The advanced technology in such a system would curate data from the most reliable sources available, such as: ambulatory and acute Electronic Medical Record’s (EMR’S), credentialing, Human Resources, enrollment, marketing, National Plan and Provider Enumeration System (NPPES), and the Center for Medicare and Medicaid Services (CMS). Organizations would be able to compare industry sources to consolidate and distribute transaction facts across mastered dimensions in order to provide a complete 360-degree view of the provider. While that mastered record would be replete with all the most accurate fields for a comprehensive record, the system would also need to maintain a data lineage – where all the data came from and its journey as it transforms into the final mastered instance.

It is also important to consider enriching provider data with longitude and latitude, so that organizations can take advantage of geospatial mapping technology, which has become more widely available and affordable. This allows insight into where your providers and groups are, as well as where they are not, and makes it easy to see underserved areas and opportunities for growth. Some geospatial technology also includes key demographics and social determinants of health that can be layered onto any of the displays, such as population growth, socioeconomic status, and healthcare spend. This can also be especially helpful in managing restrictive covenant agreements in competitive regions.

A bounty of benefits

Optimizing provider data is not easy, but it is a worthwhile investment with numerous benefits. I learned the hard way that physicians are trained as scientists in the use of data, and have an uncanny knack for remembering patients they have cared for. If you provide clinical outcomes or other metrics for which the patient attribution is incorrect, they can quickly spot these errors – which will ultimately erode their trust. However, if your organization has done the work of multi-source provider mastering and the metrics are always accurate, confidence and provider satisfaction are boosted and physicians become powerful, positive change agents.

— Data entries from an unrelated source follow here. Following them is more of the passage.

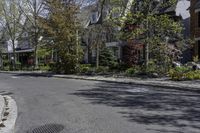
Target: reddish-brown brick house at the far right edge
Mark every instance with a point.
(195, 26)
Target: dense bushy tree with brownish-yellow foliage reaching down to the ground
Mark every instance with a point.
(61, 27)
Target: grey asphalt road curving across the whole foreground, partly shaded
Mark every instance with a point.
(51, 105)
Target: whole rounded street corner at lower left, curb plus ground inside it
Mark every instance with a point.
(8, 115)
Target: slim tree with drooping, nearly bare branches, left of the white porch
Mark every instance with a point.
(100, 30)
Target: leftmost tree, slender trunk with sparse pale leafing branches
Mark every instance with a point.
(12, 20)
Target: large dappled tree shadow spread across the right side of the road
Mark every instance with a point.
(159, 107)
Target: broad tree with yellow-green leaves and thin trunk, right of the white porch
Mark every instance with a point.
(141, 20)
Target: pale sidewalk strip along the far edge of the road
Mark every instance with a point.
(156, 82)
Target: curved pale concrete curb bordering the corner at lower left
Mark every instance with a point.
(9, 115)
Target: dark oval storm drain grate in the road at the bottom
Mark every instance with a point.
(48, 128)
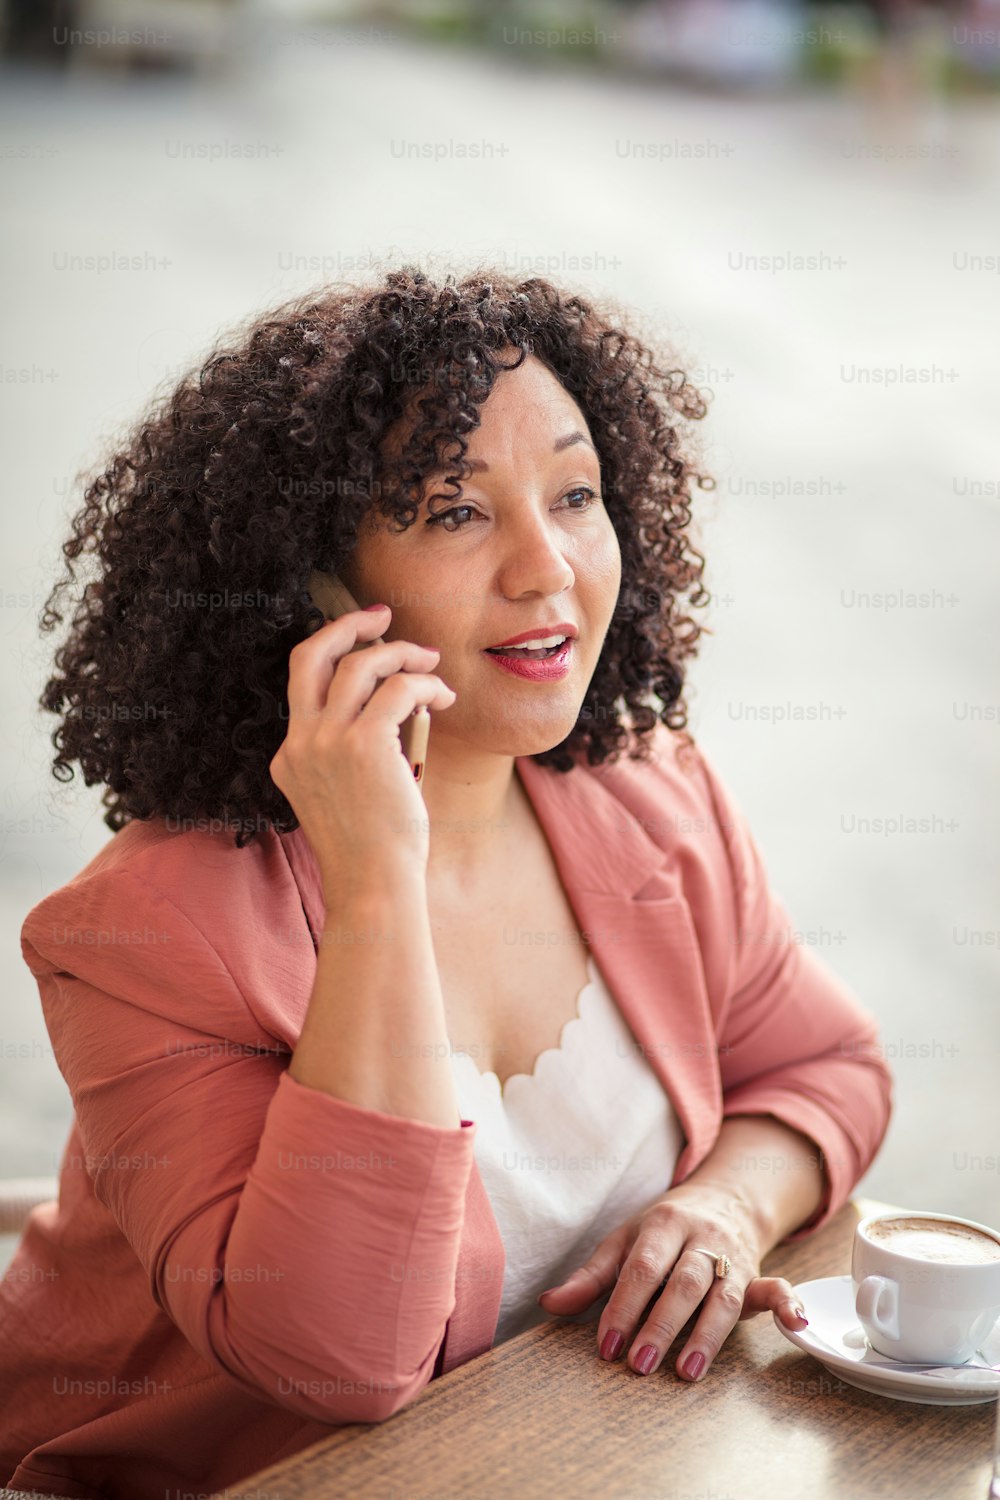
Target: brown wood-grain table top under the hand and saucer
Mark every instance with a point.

At an organizational level, some of the benefits include:

·  fewer missed payments and enhanced timeliness from payers

·  more significant presence in insurance directories supplied to covered persons

·  more accurate representation in national recognition

·  senior executives with more precise aggregated reports

·  analysts who are much more efficient and effective in all of their efforts.

·  improve ability to track and increase incentive payments

·  aid in productivity analysis

·  enhance recruitment and retention efforts

·  increase OR block scheduling and supply chain 

Return on investment (ROI) is always an important factor to consider, and there are several forms of ROI to contemplate that could offer  substantial cost savings:

·  accurate and complete provider data that flows to all critical systems

·  free up IT and departmental resources

·  reduce downstream system frustration

 Moreover, placing a greater emphasis on preventative medicine and value-based care models through accurate attribution of operational and clinical metrics can help increase current and future incentive payments. Being able to “crowdsource” all the best parts of provider data makes for an accurate, enhanced, and easy-to-use external provider search with specialty groupings, locations, bios, and videos – making your organization consumer friendly and increasing brand awareness and loyalty. 

With increased oversight of referral management patterns, it is easier to contain network leakage. The ability to analyze physician attribution internally and against all payers maximizes the opportunity for population-based reimbursement.  This is just the tip of the iceberg; there are many more reasons to tackle the provider data dilemma.

I have heard that the Practitioner Master File that we created almost 20 years ago still serves that organization well, but there are many payers and providers across the country that have not invested in this critical aspect of healthcare. With the modern technology alluded to by Gartner, these results can be sustainably achieved in weeks and months now, not years. It calls to mind a favorite Chinese proverb, “The best time to plant a tree was 20 years ago. The second-best time is now.”